Devesh Kapur is the Starr Foundation South Asia Studies Professor and Asia Programs Director at the Paul H. Nitze School of Advanced International Studies (SAIS) at Johns Hopkins University, Washington, D.C.
From 2006-18, he was the Director of CASI, Professor of Political Science at Penn, and held the Madan Lal Sobti Chair for the Study of Contemporary India. Prior to arriving at Penn, Professor Kapur was Associate Professor of Government at the University of Texas at Austin, and before that the Frederick Danziger Associate Professor of Government at Harvard. His research focuses on human capital, national and international public institutions, and the ways in which local-global linkages, especially international migration and international institutions, affect political and economic change in developing countries, especially India.
His book, Diaspora, Democracy and Development: The Impact of International Migration from India on India, published by Princeton University Press in August 2010, earned him the 2012 ENMISA (Ethnicity, Nationalism, and Migration Section of International Studies Association) Distinguished Book Award. Defying the Odds: The Rise of Dalit Entrepreneurs (co-authored with D. Shyam Babu and Chandra Bhan Prasad), was published in July 2014 by Random House India. The Other One Percent: Indians in America (co-authored with Sanjoy Chakravorty and Nirvikar Singh), published in October 2016 by Oxford University Press, received widespread acclaim.
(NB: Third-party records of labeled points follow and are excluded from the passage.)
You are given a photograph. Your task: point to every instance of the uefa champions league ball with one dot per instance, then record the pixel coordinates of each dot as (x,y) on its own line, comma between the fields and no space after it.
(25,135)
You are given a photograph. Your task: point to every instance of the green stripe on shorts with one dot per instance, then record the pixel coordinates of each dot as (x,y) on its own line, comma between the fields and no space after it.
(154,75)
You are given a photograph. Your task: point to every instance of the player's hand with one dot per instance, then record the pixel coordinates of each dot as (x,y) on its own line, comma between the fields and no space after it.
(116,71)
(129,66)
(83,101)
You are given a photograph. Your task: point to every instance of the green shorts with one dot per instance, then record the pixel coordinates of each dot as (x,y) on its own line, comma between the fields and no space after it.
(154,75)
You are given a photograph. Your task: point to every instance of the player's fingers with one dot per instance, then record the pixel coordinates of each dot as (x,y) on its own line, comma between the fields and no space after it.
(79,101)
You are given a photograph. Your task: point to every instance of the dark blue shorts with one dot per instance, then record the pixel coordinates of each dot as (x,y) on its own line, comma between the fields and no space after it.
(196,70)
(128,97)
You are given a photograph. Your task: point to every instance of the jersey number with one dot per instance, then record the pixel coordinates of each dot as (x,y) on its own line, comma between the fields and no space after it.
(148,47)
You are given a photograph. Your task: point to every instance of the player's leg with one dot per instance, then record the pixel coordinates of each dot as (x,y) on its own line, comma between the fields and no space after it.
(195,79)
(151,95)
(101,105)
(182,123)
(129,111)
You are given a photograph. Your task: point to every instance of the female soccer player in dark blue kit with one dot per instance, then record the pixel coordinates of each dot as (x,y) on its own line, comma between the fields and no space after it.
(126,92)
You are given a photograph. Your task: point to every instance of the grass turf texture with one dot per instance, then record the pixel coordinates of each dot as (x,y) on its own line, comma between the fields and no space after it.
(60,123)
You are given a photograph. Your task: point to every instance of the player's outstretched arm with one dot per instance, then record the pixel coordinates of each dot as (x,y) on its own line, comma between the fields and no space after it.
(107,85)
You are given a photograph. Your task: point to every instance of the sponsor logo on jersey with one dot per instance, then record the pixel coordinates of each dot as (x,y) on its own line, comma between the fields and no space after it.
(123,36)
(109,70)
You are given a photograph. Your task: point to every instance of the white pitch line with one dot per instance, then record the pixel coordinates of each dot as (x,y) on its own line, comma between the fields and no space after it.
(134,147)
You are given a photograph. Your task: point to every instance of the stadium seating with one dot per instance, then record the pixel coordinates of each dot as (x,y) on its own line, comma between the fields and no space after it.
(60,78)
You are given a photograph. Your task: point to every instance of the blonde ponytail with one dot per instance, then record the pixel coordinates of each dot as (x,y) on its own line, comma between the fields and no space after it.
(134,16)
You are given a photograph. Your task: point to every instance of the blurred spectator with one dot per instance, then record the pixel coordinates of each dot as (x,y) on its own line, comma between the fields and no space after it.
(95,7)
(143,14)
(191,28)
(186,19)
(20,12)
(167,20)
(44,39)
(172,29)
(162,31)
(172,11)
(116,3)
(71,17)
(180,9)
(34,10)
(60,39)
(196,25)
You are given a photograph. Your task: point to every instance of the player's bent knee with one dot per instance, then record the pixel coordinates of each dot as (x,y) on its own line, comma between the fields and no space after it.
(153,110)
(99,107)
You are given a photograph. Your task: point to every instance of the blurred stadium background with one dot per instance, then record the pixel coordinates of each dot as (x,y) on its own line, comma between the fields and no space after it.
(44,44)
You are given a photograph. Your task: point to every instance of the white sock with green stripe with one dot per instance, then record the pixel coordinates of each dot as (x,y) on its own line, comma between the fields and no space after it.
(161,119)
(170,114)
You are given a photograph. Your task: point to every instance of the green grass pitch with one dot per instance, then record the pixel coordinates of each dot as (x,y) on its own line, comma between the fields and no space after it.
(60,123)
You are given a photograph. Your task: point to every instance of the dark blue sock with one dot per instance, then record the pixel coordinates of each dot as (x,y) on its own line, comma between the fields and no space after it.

His latest edited works are Navigating the Labyrinth: Perspectives on India’s Higher Education (with Pratap Bhanu Mehta), published in January 2017 by Orient BlackSwan, and Rethinking Public Institutions in India (with Pratap Bhanu Mehta and Milan Vaishnav), forthcoming in May 2017 by Oxford University Press.
Professor Kapur is the recipient of the Joseph R. Levenson Teaching Prize awarded to the best junior faculty, Harvard College, in 2005. He is a monthly contributor to the Business Standard. Professor Kapur holds a B. Tech in Chemical Engineering from the Institute of Technology, Banaras Hindu University; an M.S. in Chemical Engineering from the University of Minnesota; and a Ph.D. from the Woodrow Wilson School at Princeton.